Everyone needed pictures: with their own family units, with Mamou and Babou, with me, Laleh, Mom, and Dad. I kept getting pulled into different photos, with different arms over my shoulders or around my waist every few minutes. My family was everywhere.

And even though I hated getting shuffled around and grabbed by my love handles, my rubbery constipated face did relax into a smile.

I had never been surrounded by my family before. Not really.

When Dayi Jamsheed started herding us together into a big group photo, my eyes started burning. I couldn’t help it.

I loved them.

I loved how their eyelashes were long and dark and distinct, just like mine. And how their noses curved around a little bump in the middle, just like mine. And how their hair cow-licked in three separate places, just like mine.

“Darius? You okay?” Dad said. He’d gotten squeezed into the very back, with me, since we were taller than everyone else.

“Um.

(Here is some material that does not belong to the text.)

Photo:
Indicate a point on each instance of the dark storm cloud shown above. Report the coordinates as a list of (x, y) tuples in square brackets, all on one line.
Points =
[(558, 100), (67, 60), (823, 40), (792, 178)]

Yeah,” I clucked.

Dad put his hand on my back and gave me a little wiggle.

“You’re so lucky to have this big family.”

I was lucky.

That well inside me was ready to burst.

Mamou turned around—she and Babou were seated in the very front, the binary suns of the Bahrami family solar system—and she smiled at me.

For the first time in Bahrami family history, she had all her grandchildren in one place.

I loved my grandmother’s smile more than anything.

Dayi Jamsheed handed his camera—a big SLR—off to Sohrab, while Sohrab’s mom pointed someone’s iPhone at us. She had another two tucked under her arms, and one held between her chin and her chest.

It was deeply redundant.

“Yek. Doh. Seh,” Sohrab said. He studied the picture for a second. “Good!”

Babou stood and said something to Mamou. Whatever it was must have been bad: The room went silent, like the house had experienced an explosive decompression.

Maybe we had.

And then Babou started shouting.

It was incoherent and garbled and venomous.

Sohrab’s mom’s eyebrows formed perfect arches above her eyes, threatening to disappear into her hair, as my grandfather screamed at my grandmother for no reason I could understand.

Sohrab studied the floor and fiddled with the camera in his hands.

Mom’s face had turned chalky.

But Mamou was the worst.

She was still smiling, but it didn’t reach her eyes anymore.

At last, Babou stormed off toward his room.

No one said anything. We were all waiting for the atmospheric pressure to return to normal. As Mamou stood, I leaned in and tried to hug her, but it ended up as an awkward half hug. Mamou shifted and wrapped her arms around me. Her face was wet against my shoulder.